Sigh. Now I can sleep a little easier on my bolted-in bed tonight.


Sunday, June 3, 2012

Finding a Place to Sleep

I love sleep. Sometimes I ask "Did you sleep well?" or state "I slept great!", as if sleeping is a skill that can be controlled and done well or poorly! My mom says that I'm her only child (of 8) that she never really had to tell to go take a nap. Even as a little girl, I knew when I was tired and needed to sleep - and would just go do it. This skill became rather latent in college when I spent many nights awake into the wee hours studying, hanging with friends, or getting up at 4am to head to crew practice. Rowing on a perfectly still lake as the sun rose...so worth the lack of sleep.

These past five years, while we were hopping around countries, in and out of hotel rooms, and spending nights in international airports, I developed a strong love for airports that help me sleep! Prague's airport is the best - it has a "resting room" with pillows and couches! Bangkok offers seats with no arm-rests so that you can lay across the chairs in the middle of the night,  Taipei offers free sessions in massage chairs and quiet gardens, and even Philadelphia offers rocking chairs up and down the hallways.
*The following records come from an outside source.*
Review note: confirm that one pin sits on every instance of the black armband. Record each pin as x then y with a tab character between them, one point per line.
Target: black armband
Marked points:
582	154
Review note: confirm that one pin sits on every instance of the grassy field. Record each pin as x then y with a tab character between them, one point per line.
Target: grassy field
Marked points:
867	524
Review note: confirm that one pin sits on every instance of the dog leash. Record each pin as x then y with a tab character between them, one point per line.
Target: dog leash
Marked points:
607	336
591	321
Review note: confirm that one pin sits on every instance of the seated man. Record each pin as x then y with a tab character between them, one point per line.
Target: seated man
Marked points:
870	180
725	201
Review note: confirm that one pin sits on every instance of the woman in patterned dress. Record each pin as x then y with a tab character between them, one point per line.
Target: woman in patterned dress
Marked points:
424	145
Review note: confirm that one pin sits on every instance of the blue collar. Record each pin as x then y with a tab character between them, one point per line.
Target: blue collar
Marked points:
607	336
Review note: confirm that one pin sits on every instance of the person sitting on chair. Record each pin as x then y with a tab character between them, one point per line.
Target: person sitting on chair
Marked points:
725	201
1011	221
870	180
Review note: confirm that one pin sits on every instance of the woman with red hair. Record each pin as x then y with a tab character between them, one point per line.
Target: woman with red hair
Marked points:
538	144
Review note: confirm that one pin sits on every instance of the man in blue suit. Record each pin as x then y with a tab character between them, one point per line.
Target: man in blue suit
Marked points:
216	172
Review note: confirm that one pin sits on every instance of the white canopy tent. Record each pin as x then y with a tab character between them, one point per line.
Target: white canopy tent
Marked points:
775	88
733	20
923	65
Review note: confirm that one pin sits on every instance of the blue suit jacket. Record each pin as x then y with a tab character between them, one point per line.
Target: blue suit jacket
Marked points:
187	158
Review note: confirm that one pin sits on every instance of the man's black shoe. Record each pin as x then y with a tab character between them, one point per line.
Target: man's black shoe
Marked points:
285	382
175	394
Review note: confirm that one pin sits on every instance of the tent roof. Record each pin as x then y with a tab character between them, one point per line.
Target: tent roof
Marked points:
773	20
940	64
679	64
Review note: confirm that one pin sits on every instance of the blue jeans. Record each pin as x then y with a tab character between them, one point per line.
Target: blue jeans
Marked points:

Unfortunately, I sleep a thousand times better lying down than sitting up.

I am so amazed when I see people sleeping sitting up. Today I saw a homeless man bundled up and surrounded by his things while dozing on an overpass. I also saw a child leaned against his Daddy's chest slightly drooling as he slept in a morning church service. I saw a photograph of a man holding a big dog to his chest, while leaning against a building, both fast asleep.

In the last few days, we've tried to find new places to sleep. We have a one-week plan in a long-term hotel studio, but we're hoping that either the short-sale house we put an offer on over two months ago, or the house we plan to offer on tomorrow morning, will yield a contract by the end of the week that will become our long-term sleeping solution. But, even as we plan, I've decided that my goal for the end of the week should not be results (because what control do we really have over the results? I mean, really, did I sleep well?!) but instead that I will have put my hope in the right place, having "calmed myself and quieted my ambitions..." (David, Psalm 131).

In the end, I can sleep almost anywhere. I know this is true. I've lived it.
But there's only one place that I can place my hope. I know this is true. I've lived it.